Against Me may still be on hiatus, but Laura Jane Grace’s latest, Hole In My Head – a brilliant mix of humor, spite and self-preservation – is strong enough to make you forget you were even waiting for a reunion.
Her first record since 2021’s At War With The Silverfish, Hole in My Head is still in keeping with the more scaled-down acoustic vibe of her previous solo efforts, but is just as puck rock lyrically and emotionally as Against Me’s Reinventing Axl Rose or White Crosses. In fact, “I’m Not a Cop,” which includes a 1950s style guitar riff and “pig, pig, pig, piggie, piggie, piggie” doo wop backing vocals, sounds even more subversive than the same lyrics over a screaming distorted guitar. Elsewhere on “Punk Rock In Basements,” she sings about her early punk rock memories backed by hand claps and jangly guitar.

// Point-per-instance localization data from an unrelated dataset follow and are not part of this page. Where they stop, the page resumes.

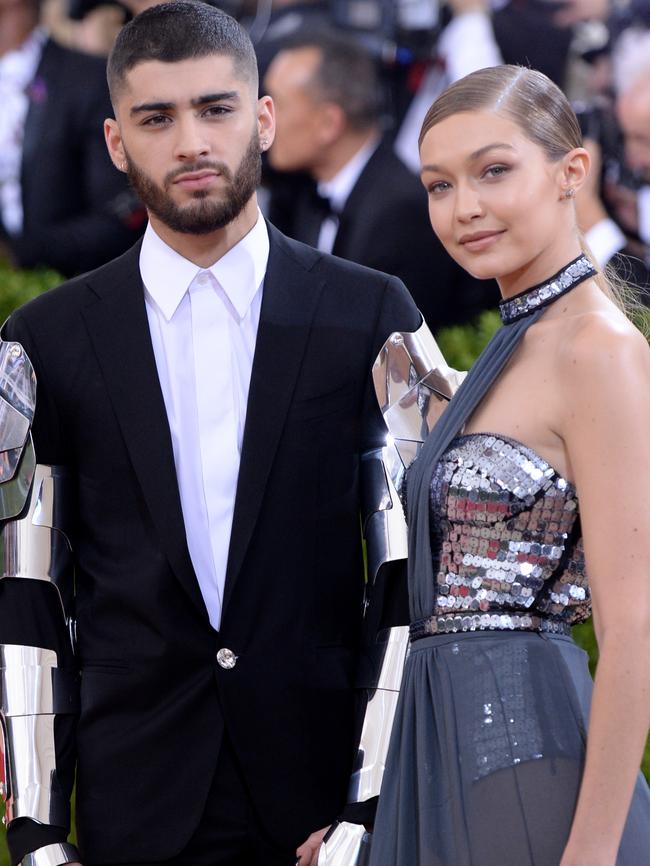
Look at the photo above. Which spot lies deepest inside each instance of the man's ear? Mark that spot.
(113, 138)
(266, 121)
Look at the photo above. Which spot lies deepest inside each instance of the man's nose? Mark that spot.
(191, 141)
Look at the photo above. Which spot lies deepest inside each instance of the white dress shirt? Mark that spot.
(17, 71)
(338, 190)
(203, 326)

There is a lot to love about this record, but the two big highlights here are “Tacos And Toast,” with Grace singing dryly and matter of fact about getting a line tattooed through an ex’s name so they “will be read as a clear mistake,” is a savage blow cementing this as a breakup song for punks for years to come. And “Dysphoria Hoodie,” a song she previewed live on a brief solo tour last year, is easily one of her most satisfying confessional singalongs about coping strategies since her stellar Transgender Dysmorphia Blues a decade ago.

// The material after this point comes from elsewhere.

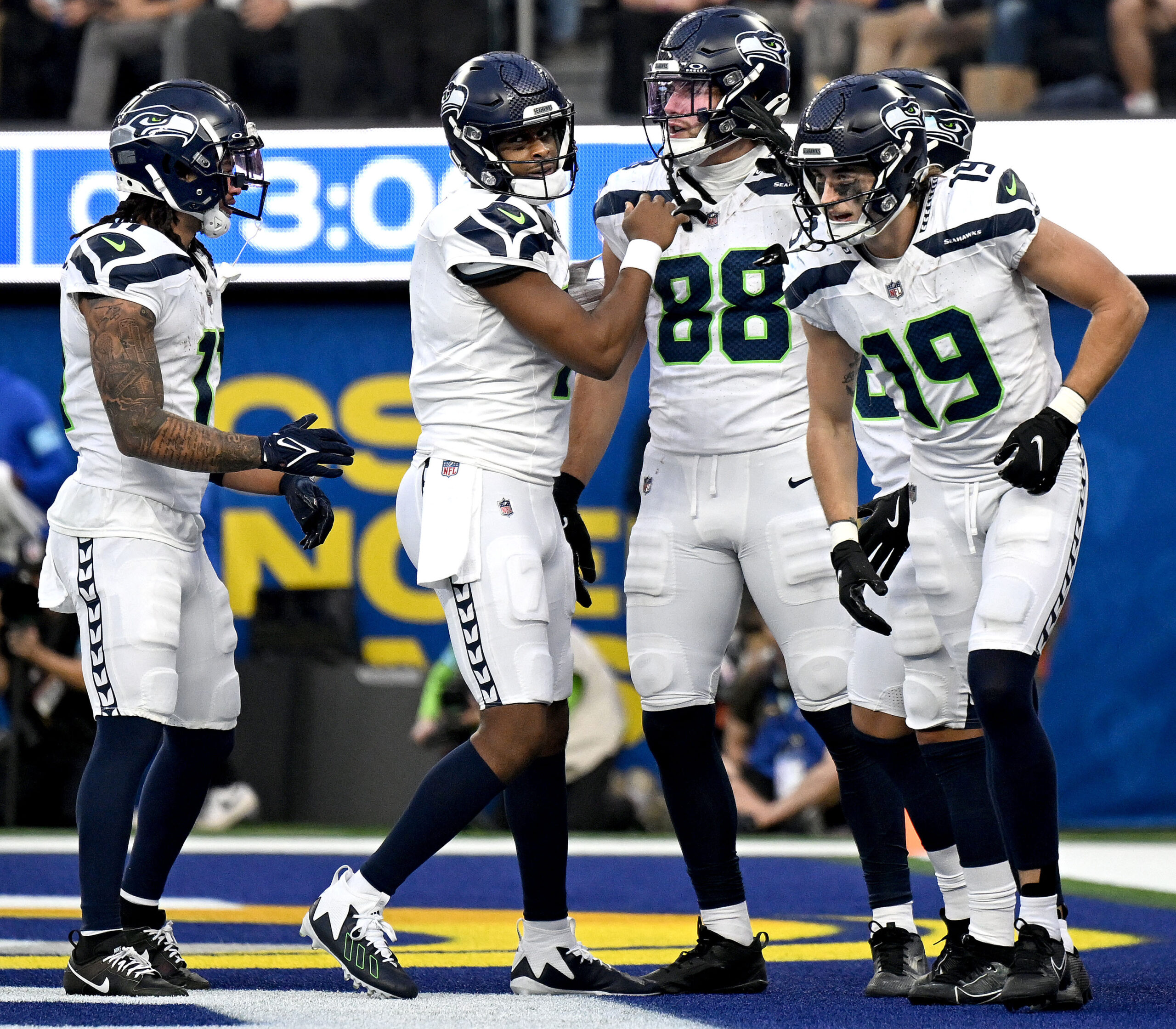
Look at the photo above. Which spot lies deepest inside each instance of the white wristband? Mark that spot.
(1069, 404)
(842, 531)
(644, 254)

Along with vocals and guitar, Grace plays drums throughout while Drive-By Truckers’ bassist Matt Patton joins her for half the songs on the record. Hole In My Head serves as a roaming punk singer’s travelogue of sorts as the album was written as Grace was traveling the globe. The punchy “Birds Talk Too,” for example, was written in Amsterdam and commemorates her experience of having her head shaved and tattooed by a famed Japanese artist. “Tacos and Toast” was written in Garce’s sometime home of St. Louis – the same place she recorded the album. “St. Louis really opened its arms to me and I just have such a great time when I’m there. It’s a really special city,” she says. “To me, it feels like the way every city in America felt when I first started touring in the late-‘90s, and this crazy mix of fun and adventure, but danger and possibility.”
Appropriately enough, fun and adventurous are two pretty apt descriptions of Hole In My Head, a stylistically elastic record that covers folk, pop and rock all filtered through the experiences of a lifelong punk rocker.